Josh likes cherries. Josh likes canning. Josh cans cherries. Lauren carries off two cans of cherries. Lauren cooks cherry cake. Cherry coffee cake. Cherry coffee cake with canned cherries. Josh is cheery. Josh likes cherry coffee cake with canned cherries.
I was bored on Saturday and that’s usually a recipe for disaster deliciousness because when I get bored, I bake. Only I was running low on ideas. It’s amazing, really—there are seven hundred and fifty recipes in my Evernote cookbook and yet, not a single thing I wanted to make right then and there. Well, that I could make anyway, with what I had on hand.

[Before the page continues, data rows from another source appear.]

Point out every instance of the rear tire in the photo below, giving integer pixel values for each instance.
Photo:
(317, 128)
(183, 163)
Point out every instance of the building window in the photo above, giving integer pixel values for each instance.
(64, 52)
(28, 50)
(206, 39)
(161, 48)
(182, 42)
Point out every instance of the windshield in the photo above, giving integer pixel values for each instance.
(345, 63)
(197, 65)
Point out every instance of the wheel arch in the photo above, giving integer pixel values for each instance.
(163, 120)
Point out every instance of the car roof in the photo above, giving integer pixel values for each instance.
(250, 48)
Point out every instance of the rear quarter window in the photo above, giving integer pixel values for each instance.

So I went offline and in search of my 40-something cookbooks. I wasn’t inspired by much there that day either, until I went through a Tastebook I had put together several years ago. If you’ve never been to Tastebook, it’s basically a site that lets you organize and print your own cookbooks—it’s rather nice, and I especially like it for gifts. But anyway, I’d printed myself a cookbook of recipes I found online a few years ago and one of them–the very first recipe in the book, actually—was for a cranberry coffee cake. Well I could do that, I thought. But I don’t have any cranberries. But I did have a basement wine cellar full of unfermented fruit (I know—I’m doing it wrong). That is, full of cherries that Josh bought fresh and canned a few weeks ago. Josh likes cherries. Josh likes cake. Cake likes cherries. Lauren cooks cherry cake.
So I made a few tweaks to the recipe—cherries, lemon, lower-fat milk—and gave it a go. My thoughts?
Pretty tasty. Nice soft texture. Maybe a bit delicate on the top where the sugar crystallizes a bit (not a bad thing). Beautiful looking, especially with those two flavor lines of crushed cherries going through the middle. And easy to do. Extremely easy. I like easy. I think we have a winner here.
Chock Full of Cherry Coffee Cake
Makes 1 Loaf
For the filling:
1.5 pint jars of pitted cherries
1/2 c. sugar
For the cake:
2 c. flour
2 tsp baking powder
pinch of salt
1/2 cup soft butter
2 large eggs
1/2 c. lowfat milk (not nonfat)
1 1/4 c. sugar
the zest and juice of 1 lemon
Preheat your oven to 350F.
Put the cherries and the sugar in a blender or food processor and pulse a few times until cherries are crushed up a bit but not pureed. Place in a colander over a bowl and let drain. (You can toss the leftover juice but if you’re of a mind, why not use it for something tasty? Reserve it until later or cook it down over low heat until reduced into a nice sauce.)
In a mixing bowl, combine butter and sugar until light and fluffy. Add eggs, one at a time, lemon zest and juice. In another bowl, mix flour, baking powder and salt. Alternatively add flour mixture and milk to egg-butter batter, starting and ending with the flour, until all ingredients are just combined.
Coat a bread pan with baking spray. Spread a third of the cake batter on the bottom of the pan. Layer about about half the cherry mixture on top, smoothing out and keeping a short border along the edge. Top with another third of batter, then the other half of the cherry mixture and finally, the last bit of batter.
Bake on center oven rack for about an hour and ten minutes. Cook on a rack. Eat. Enjoy. Cheer. Cherries. Cake.